First played in 1903, the World Series name has been around for over a century. It’s a name that suggests it has more in common with sports events like the Olympic Games or the FIFA World Cup than its American professional counterparts, and that’s one of the reasons it should be phased out.

While it is true that MLB has become more global in recent years ― pretending that a playoff finals, held in a league where 29 out of 30 teams are located in the United States, is somehow an event with a “World” scope is a bit of a stretch. According to MLB.com, 256 players born outside the United States were on major league rosters for Opening Day 2021, representing 20 different countries. While that’s a significant number of players, they only represent about 10% of the countries in the world. For contrast, the Tokyo Olympic games featured 206 different delegations.

Along with baseball being played at the Olympics in Tokyo, there has also been a “World Baseball Classic” held every four years, where countries send teams to compete against each other. While the amount of countries competing isn’t too different from MLB’s statistics, it’s actually a worldwide event as opposed to one always held in the United States.
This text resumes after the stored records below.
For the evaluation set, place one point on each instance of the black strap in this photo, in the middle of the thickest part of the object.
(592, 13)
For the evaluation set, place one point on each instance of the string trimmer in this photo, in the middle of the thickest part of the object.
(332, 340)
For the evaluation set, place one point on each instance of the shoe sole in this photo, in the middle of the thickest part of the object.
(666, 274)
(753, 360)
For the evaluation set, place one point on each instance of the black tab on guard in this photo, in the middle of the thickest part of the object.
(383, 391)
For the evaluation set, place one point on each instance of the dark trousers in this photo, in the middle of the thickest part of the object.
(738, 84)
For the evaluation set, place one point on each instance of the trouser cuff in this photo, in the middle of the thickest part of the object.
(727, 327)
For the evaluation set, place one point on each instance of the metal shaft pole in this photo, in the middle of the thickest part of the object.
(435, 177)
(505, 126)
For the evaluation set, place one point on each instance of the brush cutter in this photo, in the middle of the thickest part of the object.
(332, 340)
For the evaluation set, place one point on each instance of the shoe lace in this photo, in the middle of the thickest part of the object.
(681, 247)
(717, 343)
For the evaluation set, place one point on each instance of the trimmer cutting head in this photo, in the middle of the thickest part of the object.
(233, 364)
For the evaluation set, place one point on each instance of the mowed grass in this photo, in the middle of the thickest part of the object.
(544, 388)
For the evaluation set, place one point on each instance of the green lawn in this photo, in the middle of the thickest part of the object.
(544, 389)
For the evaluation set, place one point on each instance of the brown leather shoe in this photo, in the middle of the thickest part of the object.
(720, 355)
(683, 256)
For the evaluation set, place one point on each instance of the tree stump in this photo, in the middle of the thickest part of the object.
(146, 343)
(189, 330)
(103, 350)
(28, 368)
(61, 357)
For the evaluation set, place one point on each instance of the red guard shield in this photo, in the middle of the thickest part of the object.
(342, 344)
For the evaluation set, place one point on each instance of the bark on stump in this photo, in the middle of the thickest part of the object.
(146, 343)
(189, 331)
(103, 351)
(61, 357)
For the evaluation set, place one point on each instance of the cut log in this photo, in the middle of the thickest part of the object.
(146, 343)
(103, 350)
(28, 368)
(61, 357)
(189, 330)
A refutation of the World Baseball Classic argument would be that it’s not a professional baseball championship like the World Series, but that would only hold up if MLB was the world’s only professional league. Countries like Japan, Mexico, Venezuela, Korea and many others all have had professional leagues for decades, so unless the winner of the MLB playoffs beats the winners of all those other leagues, what right do they have to call themselves world champions?
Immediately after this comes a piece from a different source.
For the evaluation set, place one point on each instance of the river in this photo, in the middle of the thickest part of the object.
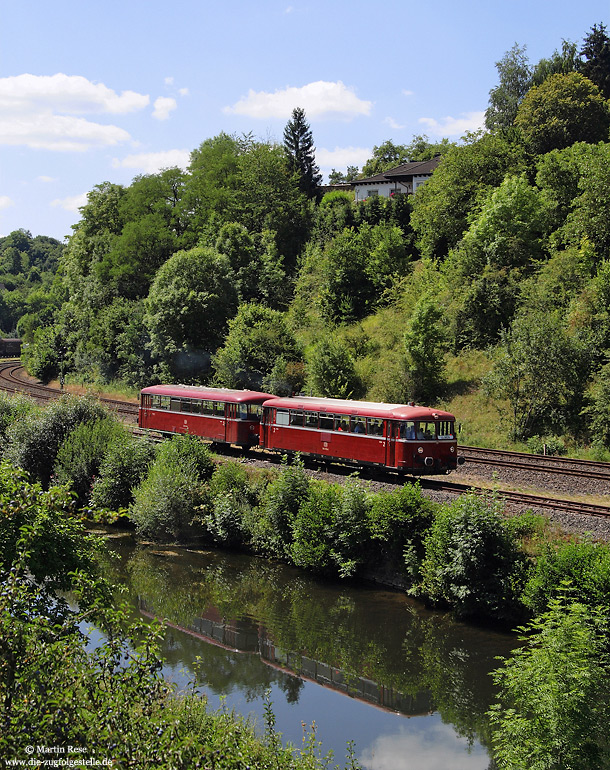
(409, 686)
One reason why this discussion is even more relevant now than usually is because of the ongoing MLB lockout. With the 2022 MLB season being questionable at this moment, an influx in MLB players, such as Yasiel Puig and Freddy Galvis, signing deals with teams belonging to other leagues is occuring. Could this lead to those leagues gaining more relevance internationally?

Modern Baseball first came to prominence in the United States, and it’s easy to see how that led those in power to refer to MLB’s winner as a world champion. While this is even less fair of an assumption now than it was then, it was still in pretty bad taste then. 1903 was a mere seven years after Plessy v. Ferguson, when the Supreme Court ruled that doctrines of “separate but equal” were just, so the World Series was not only not inclusive of international players, but also all Black American players were barred from the competition.
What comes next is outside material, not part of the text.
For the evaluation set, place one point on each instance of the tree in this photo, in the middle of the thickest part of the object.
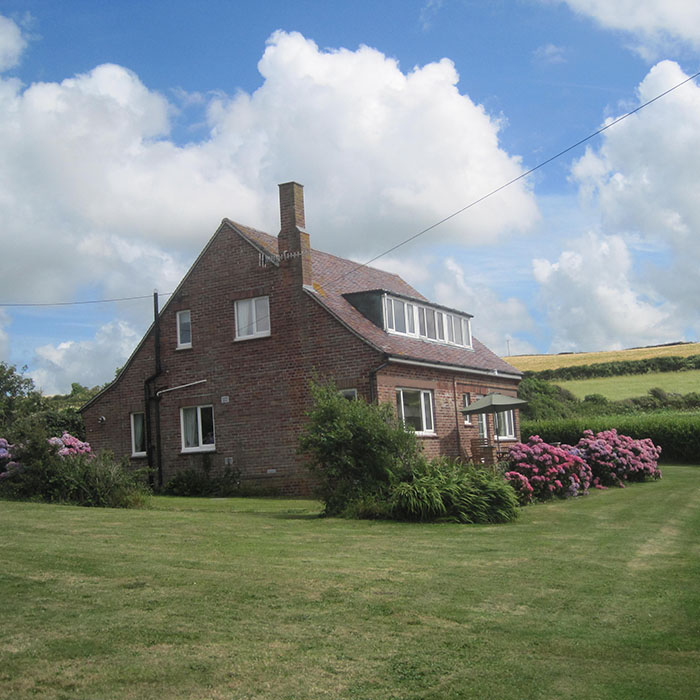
(18, 396)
The name of MLB’s finale is long overdue for an overhaul, but luckily for the league, there are many easy replacements ready for use. For starters, MLB could look for continuity in-house, and go with Major League Baseball Championship Series, a nod to the ALCS and NLCS rounds that produces the series’ two contenders. If the “MLBCS” does not stick, there’s always the tried and true method of simply referring to it as the finals like it’s basketball and hockey counterparts. However, I’m personally a fan of a third option, one that many fans have already been well acquainted with for years: the Fall Classic.

The World Series has also been referred to as the Fall Classic for decades, and it just makes sense. It’s a simple name, it would be unique to MLB and it describes something about the series that is a lot more true than including the word “world.”